Please Don’t Beat Me, Sir!
Please Don’t Beat Me, Sir! is set in a ghetto in Western India. It’s about Budhan Theatre, a group of young Chhara Tribals who are considered “born criminals.” In 2003 Dakxin, a director and playwright, was arrested on false charges. We were concerned because the Chharas face are regularly brutalized by the Police. The documentary evolved from that initiative. Dakxin and his friend Roxy became our guides into why the Chhara are so reviled. They told us how the Chhara were notified as “born criminals” by the British colonial government in 1871, and how entire families were incarcerated in “soft” concentration camps.
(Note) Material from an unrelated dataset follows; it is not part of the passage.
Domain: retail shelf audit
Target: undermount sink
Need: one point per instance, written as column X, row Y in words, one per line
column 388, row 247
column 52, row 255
The British are long gone but their legacy remains in the shape of social discrimination and prejudice. There is however, a ray of hope in the form of Budhan Theatre, which works to bring about change in this beleaguered community.
Directors
P. Kerim Friedman
P. Kerim Friedman, Ph.D., Director/Producer/Camera has studied and taught ethnographic film and photography since 1993. Currently, he is assistant professor of Indigenous Studies at National Dong Hwa University, Taiwan. He divides his time between Taiwan and India. ‘Please Don’t Beat Me, Sir!’ is his second documentary and first feature.
Shashwati Talukdar
Shashwati Talukdar, Director/Producer, began working in film and television as an assistant editor for a TV show by Michael Moore (1999). Since then she has worked on projects for HBO, BBC, Lifetime, Sundance and Cablevision. In 2001, she produced a documentary on Mahasweta Devi, an eminent writer and activist, who is revered by the Chhara community. Her films have screened at venues including the Margaret Mead Festival, Berlin and the Whitney Biennial.